The Mayor explained that Rye City’s own Local Law 76 requires dogs be kept on leads at all times except on private property, but that the Park’s policy in the past has been anything but clear-cut. When he joined the RTP overseers, he was handed a paper saying dogs had to be leashed after 9 a.m. The implication was that dogs could run free before that time, a practice many owners have followed. In addition, a pilot program in 2009 allowed dogs on the beach in the winter, though that program is no longer in place.

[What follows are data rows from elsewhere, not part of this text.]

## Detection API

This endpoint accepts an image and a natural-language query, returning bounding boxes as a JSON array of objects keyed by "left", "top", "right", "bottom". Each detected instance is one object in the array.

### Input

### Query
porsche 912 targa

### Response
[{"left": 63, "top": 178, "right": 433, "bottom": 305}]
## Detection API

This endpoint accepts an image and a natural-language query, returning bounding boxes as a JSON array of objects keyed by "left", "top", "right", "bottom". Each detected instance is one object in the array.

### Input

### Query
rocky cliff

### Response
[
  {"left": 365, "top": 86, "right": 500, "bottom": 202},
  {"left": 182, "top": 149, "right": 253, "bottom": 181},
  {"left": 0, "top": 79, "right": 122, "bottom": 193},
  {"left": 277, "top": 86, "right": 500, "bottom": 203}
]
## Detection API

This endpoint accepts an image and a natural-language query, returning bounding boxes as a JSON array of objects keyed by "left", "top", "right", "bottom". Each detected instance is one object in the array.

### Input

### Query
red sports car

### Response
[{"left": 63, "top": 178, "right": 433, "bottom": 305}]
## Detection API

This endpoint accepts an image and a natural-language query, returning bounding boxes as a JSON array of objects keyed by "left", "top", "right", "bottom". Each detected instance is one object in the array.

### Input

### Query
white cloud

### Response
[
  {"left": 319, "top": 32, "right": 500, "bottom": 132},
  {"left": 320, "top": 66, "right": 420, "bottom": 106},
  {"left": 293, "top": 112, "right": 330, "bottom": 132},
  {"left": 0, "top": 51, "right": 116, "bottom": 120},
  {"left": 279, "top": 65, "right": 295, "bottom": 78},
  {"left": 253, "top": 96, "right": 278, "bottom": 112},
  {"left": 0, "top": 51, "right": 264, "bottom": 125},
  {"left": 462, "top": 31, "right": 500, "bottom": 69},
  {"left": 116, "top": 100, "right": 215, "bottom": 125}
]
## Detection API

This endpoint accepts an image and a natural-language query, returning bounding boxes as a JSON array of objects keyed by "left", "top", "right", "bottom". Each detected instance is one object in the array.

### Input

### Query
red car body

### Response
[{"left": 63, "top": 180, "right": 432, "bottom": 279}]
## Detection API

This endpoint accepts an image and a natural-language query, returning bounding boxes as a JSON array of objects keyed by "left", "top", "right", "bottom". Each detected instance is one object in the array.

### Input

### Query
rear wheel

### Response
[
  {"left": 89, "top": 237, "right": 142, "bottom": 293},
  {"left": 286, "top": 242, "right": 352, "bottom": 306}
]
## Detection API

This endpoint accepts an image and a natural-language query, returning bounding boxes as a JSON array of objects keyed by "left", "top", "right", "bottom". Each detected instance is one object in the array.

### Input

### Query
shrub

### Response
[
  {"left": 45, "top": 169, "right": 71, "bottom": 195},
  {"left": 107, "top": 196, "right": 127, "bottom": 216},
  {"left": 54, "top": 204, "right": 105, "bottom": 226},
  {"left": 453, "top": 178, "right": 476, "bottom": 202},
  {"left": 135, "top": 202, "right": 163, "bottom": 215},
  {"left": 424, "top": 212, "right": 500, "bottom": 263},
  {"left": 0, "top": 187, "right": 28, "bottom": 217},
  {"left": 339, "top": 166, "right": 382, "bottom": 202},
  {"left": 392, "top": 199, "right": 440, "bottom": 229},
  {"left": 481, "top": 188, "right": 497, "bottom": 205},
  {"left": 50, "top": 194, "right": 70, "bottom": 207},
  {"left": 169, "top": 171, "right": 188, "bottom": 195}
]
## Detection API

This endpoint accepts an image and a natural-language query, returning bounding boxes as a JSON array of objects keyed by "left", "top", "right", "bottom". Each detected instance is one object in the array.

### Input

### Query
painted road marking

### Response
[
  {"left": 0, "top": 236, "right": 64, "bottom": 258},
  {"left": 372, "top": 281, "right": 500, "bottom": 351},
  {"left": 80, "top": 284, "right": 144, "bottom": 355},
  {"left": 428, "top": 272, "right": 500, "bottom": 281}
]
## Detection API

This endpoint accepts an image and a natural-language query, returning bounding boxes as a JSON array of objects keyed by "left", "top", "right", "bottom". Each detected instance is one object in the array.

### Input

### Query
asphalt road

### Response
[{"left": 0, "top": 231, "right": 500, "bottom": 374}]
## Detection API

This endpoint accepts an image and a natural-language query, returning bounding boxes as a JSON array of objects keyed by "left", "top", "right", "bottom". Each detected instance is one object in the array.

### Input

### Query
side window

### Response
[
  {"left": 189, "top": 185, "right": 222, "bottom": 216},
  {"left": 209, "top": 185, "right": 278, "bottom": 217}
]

Councilman Sack explained that Rye’s representatives wanted to make the pre-9 a.m. exception part of RTP’s official policy, and that discussions held before the vote suggested the other Commissioners agreed. Then, when the vote was taken, the non-City members voted unanimously against it. “Maybe we should have, forgive the pun, let sleeping dogs lie,” he said.
Councilwoman Paula Gamache queried Corporation Counsel Kristen Wilson as to whether Rye City law took precedence over Park policy. Wilson replied that, as Rye Town Park was established in 1907 through an act of the State Legislature, the City could not overrule the Park’s policymakers.
The Mayor had another idea: just as volleyball players are permitted use of the beach on certain summer evenings, couldn’t dog owners who wished to band together create a “user group” with its own membership and procedures?
When the discussion was opened to the public, the stand-off between pro-leash and anti-leash residents continued. Suki van Dijk presented the Council with a petition signed by 107 dog lovers requesting the City re-establish the off-leash exception in the park. David Rasmussen, board member and former president of The Friends of Rye Town Park, read a letter from current President Linda Wells opposing such a move.
Nina McGinty of Overlook Place seemed to be speaking for many when she told the Council, “I can’t believe we’re sitting here spending your valuable time talking about whether we can walk our dogs off-leash before 9 o’clock. There are a lot bigger issues that you guys have to deal with.”
Mayor French murmured, “You’re exactly right.”